Возвращаясь в сумерках домой, Олег увидел, что в кустах у входа кто-то стоит. Он был слишком пьян, чтобы испугаться или хотя бы просто обдумать ситуацию, и шагнул вперед, навстречу вынырнувшей из зелени фигуре. Одетый в какой-то рваный плащ наголо стриженный мужчина заговорил по-коштырски и, прежде чем Печигин успел сказать, что ничего не понимает, сунул ему в руку сложенный лист бумаги, после чего быстро ушёл, почти убежал, оставив за собой в густом воздухе сумерек сильный запах прогорклого пота. Бумага оказалась исписанной с одной стороны непонятными словами на коштырском, и Олег решил, что это письмо или записка, адресованная, скорее всего, кому-то из прежних обитателей дома. Когда придёт Зара, он попросит её перевести.

Но до появления Зары Печигин успел о письме забыть, она сама наткнулась на него уже после того, как, придя с работы, приняла душ и вышла к нему, как обычно, завёрнутая в белое полотенце, с мокрыми волосами, с которых на её выжидательно улыбающееся лицо падали капли. Увидев исписанный листок на тумбочке у кровати, спросила Олега, что это, он рассказал о странном человеке, передавшем ему письмо. Сдвинув брови, Зара принялась за перевод:

– Дорогая Салима, дорогие Юсеф, Адиля, Наильчик! Дорогие мои! Каждый день и каждую ночь, прежде чем уснуть, я думаю о вас. А когда не спится, вспоминаю вас всю ночь напролёт. Кстати, хотел попросить, пришлите мне какое-нибудь сильное снотворное, последнее время со сном что-то совсем плохо. А ещё пришлите мне, пожалуйста, мои запасные очки. Они должны быть во втором ящике письменного стола в кабинете.
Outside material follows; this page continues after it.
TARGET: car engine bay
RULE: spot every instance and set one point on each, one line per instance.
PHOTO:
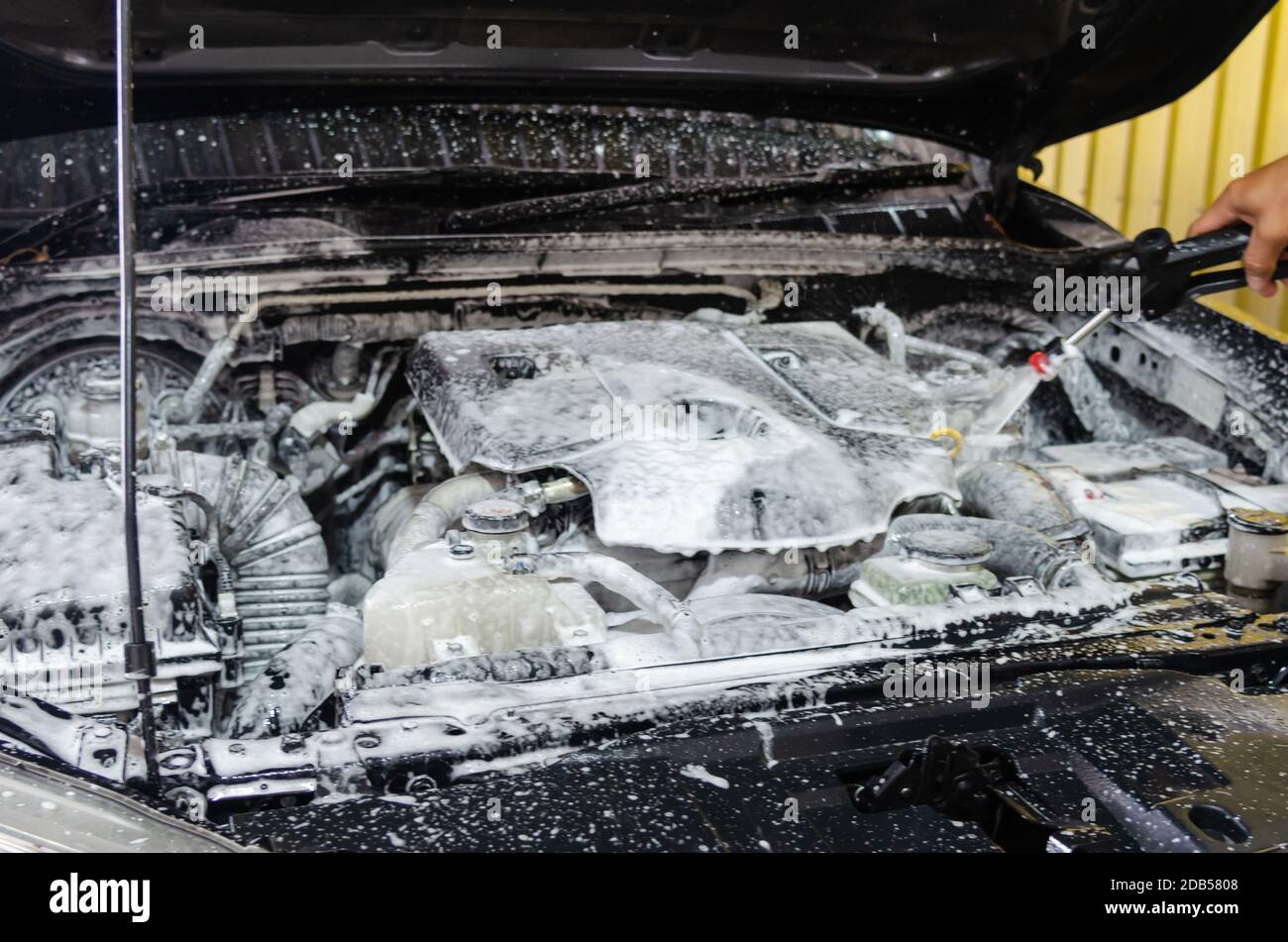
(408, 529)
Пока Зара переводила, с паузами подбирая слова, Олег следил, как сорвавшаяся с её волос капля скользит по подбородку, потом по шее, а вторая, обогнавшая, сползает с шеи на ключицу, и думал, что, когда Зара закончит, он слизнет эти капли языком одну за другой.
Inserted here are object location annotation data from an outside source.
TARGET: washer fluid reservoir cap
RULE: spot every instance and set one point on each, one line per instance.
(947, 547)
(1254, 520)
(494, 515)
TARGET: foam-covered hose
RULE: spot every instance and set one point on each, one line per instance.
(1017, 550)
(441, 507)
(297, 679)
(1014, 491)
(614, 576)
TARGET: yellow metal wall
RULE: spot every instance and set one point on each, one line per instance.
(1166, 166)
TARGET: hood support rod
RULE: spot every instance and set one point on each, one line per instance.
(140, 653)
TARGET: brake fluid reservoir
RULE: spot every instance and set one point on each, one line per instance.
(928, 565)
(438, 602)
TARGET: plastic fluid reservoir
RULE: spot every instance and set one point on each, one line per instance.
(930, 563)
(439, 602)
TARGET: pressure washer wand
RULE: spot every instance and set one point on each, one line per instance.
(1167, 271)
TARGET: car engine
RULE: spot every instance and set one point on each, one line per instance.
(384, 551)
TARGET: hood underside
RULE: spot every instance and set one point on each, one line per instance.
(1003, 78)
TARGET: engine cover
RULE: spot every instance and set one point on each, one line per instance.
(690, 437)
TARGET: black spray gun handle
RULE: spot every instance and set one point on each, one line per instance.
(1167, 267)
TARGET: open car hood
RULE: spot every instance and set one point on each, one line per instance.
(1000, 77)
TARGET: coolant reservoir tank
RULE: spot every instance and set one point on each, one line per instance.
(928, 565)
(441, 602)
– Те очки, что были на мне, разбились. Я теперь почти ничего не вижу. Может, оно и к лучшему: на то, что меня здесь окружает, лучше бы не смотреть. Хотя среди воров, убийц и грабителей встречаются здесь и приличные люди, так же, как и я, не понимающие, за что они тут оказались. И таких людей не один и не два – нас много. Но я стараюсь не падать духом. Верю, что наши дела будут пересмотрены и судебные ошибки исправлены. Многие ждут сейчас новой амнистии. Так или иначе, я уверен, скоро мы с вами снова встретимся и всё будет, как прежде. Будем все вместе есть большой красный арбуз и смеяться. Не беспокойтесь обо мне! Меня уже больше не допрашивают и не бьют. Но сладостей и вообще ничего съестного слать сюда не нужно – всё равно всё отнимают. Кроме того, зубов спереди у меня почти не осталось…

Зара остановилась и испуганно поглядела на Олега, точно ждала, чтобы он объяснил её, что это она читает. Он молчал. Она вернулась к переводу.
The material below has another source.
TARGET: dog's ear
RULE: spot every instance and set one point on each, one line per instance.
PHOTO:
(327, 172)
– Очень давно не получал от вас писем. Что у вас? Как Наильчик окончил учебный год? Что у Адили с её мальчиком? Да, ещё забыл попросить, пришлите мне мои сердечные капли, они в шкафчике над раковиной в ванной. До свидания, мои дорогие! Мы непременно, обязательно увидимся.

Олег встал с постели и пошёл в ванную. Ни письменного стола с ящиками, ни комнаты, хоть отдаленно напоминавшей кабинет, в доме не было – очевидно, всю мебель, кроме самой необходимой, вынесли до приезда Печигина, – но шкафчик в ванной был. Это была аптечка, и среди множества склянок Олег обнаружил в ней пузырёк с валокордином. Больше сомневаться не приходилось: старший референт министра путей сообщения Коштырбастана был отправлен не советником посла в Бельгию, как говорил Касымов, а в тюрьму или лагерь, где его допрашивали и били, разбили очки и вышибли зубы. Что сталось с его семьёй, которая, как он надеялся, ждёт его дома, оставалось только догадываться…

Зара сидела на кровати, поджав под себя ноги, накинув на плечи простыню. Олег подошел к окну и, глядя в подвижную, дышащую тьму, думал о том, что над бывшим хозяином дома измывались, возможно, как раз тогда, когда он занимался с Зарой любовью в его постели. Земля уходила у Печигина из-под ног, и всё, за что можно было попытаться удержаться, само висело над пропастью на границе необъятной, затопившей мир тьмы.

– Скажи, а ты… – раздался за спиной голос Зары, – когда ты сидел в тюрьме, тебя тоже били?

Он обернулся к ней.

– Я не сидел в тюрьме – откуда ты это взяла?

– Вот тут же написано! – Она достала из сумочки его сборник на коштырском и показала ему предисловие.

– И за что же я, интересно, сидел? Что ещё там обо мне написано?

– За твою – как это? – протестовательную деятельность. Ну, демонстрации там, пикеты, голодовки…

– Зара, я ни разу в жизни не ходил ни на одну демонстрацию.

– И в психиатрическую больницу тебя тоже не клали?

– Я лёг туда сам всего однажды, когда косил от армии.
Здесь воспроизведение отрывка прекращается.